Tyle tylko, że on nie ma.
A to oznacza, że siła
psychopaty jest również jego piętą achillesową. Kiedy tylko
zostaje zauważony, rozpoznany, rozszyfrowany, traci moc blefowania.
Kiedy do gry wkracza wiedza, psychopata zostaje zdemaskowany i nie ma
już możliwości „nabierania” innych graczy. Smutne w tym
jest to, że nie ma on też możliwości nauczenia się z tego
doświadczenia czegokolwiek innego poza tym, jak swój blef
usprawnić i – następnym razem – uczynić bardziej
przekonującym. Psychopata nigdy nie wścieka się z powodu przyłapania
go na kłamstwie; interesuje się jedynie „minimalizowaniem
szkód” w sensie utrzymania możliwości dalszego
oszukiwania.
W modelu gry psychopaty
za „graczy” mogą być uznane społeczeństwa.
Wcześniejsze zachowania
społeczności będą przez psychopatę wykorzystane do przewidzenia
zachowań przyszłych. Podobnie jak indywidualny gracz, społeczeństwo
będzie mieć pewną szansę wykrycia oszustwa i mniej lub bardziej
dokładnie pamiętać, kto ich oszukał w przeszłości, jak również
bardziej lub mniej rozwiniętą skłonność do wzięcia odwetu na kłamcy i
oszuście. Ponieważ psychopata stosuje aktuarialne podejście, by
oszacować koszty i pożytki różnych zachowań (po prostu ile
może z tego mieć), to w jego kalkulacjach uwzględnione zostanie
raczej faktyczne zachowanie społeczności w przeszłości niż
jakakolwiek ocena ryzyka oparta o „obawy czy niepokoje” o
przyłapanie go i ukaranie, jakie odczuwaliby ludzie empatyczni przed
zrobieniem czegoś niedozwolonego.
Dlatego też, by
zredukować zachowania psychopatyczne w społeczeństwie i w rządzie,
społeczeństwo MUSI ustalić i przeforsować wysokie wskaźniki
wykrywania oszustw i rozpoznawania kłamców oraz gotowość do
odwetu. Innymi słowy, musi ono ustanowić pomyślną strategię
odstraszania.
Ponieważ psychopata
jest szczególnie niezdolny do podejmowania decyzji w oparciu o
przyszłe konsekwencje i może skupić uwagę jedynie na natychmiastowej
gratyfikacji – na krótkoterminowych celach – można
sobie z takimi osobami poradzić ustalając historię wymierzania
szybkiej społecznej odpłaty. To znaczy, rozpoznawanie i karanie
kłamców i oszustów musi być natychmiastowe, ale i
niezwłoczność ta musi być łatwa do przewidzenia.
I tu dochodzimy do
następującej kwestii: w realnym świecie, w świecie wielkoskalowych
interakcji społecznych, zredukowanie psychopatii u naszych przywódców
zależy od poszerzenia zbiorowej pamięci społeczeństwa o zachowaniach
indywidualnych graczy w przeszłości.
Jakikolwiek racjonalny
przegląd wiadomości ujawni, że kłamstwa i oszukiwanie nie są „ukryte”

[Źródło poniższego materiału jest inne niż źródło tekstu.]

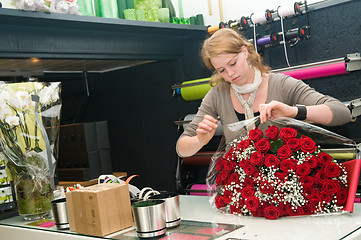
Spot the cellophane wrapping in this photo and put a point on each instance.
(279, 168)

tak dokładnie, jak chcieliby sądzić amerykańscy apologeci.
Nawet ci gorzej
poinformowani Amerykanie domyślają się, że śledztwo w sprawie
zabójstwa JFK z pewnością było lipne. W ostatnich latach do
„przekłamań” w raporcie przyznał się Gerald Ford, były
prezydent oraz członek Komisji Warrena i człowiek faktycznie nią
sterujący.
Potem była Watergate, a
po niej afera Iran-Contra, nie wspominając o aferze „Monica-gate”.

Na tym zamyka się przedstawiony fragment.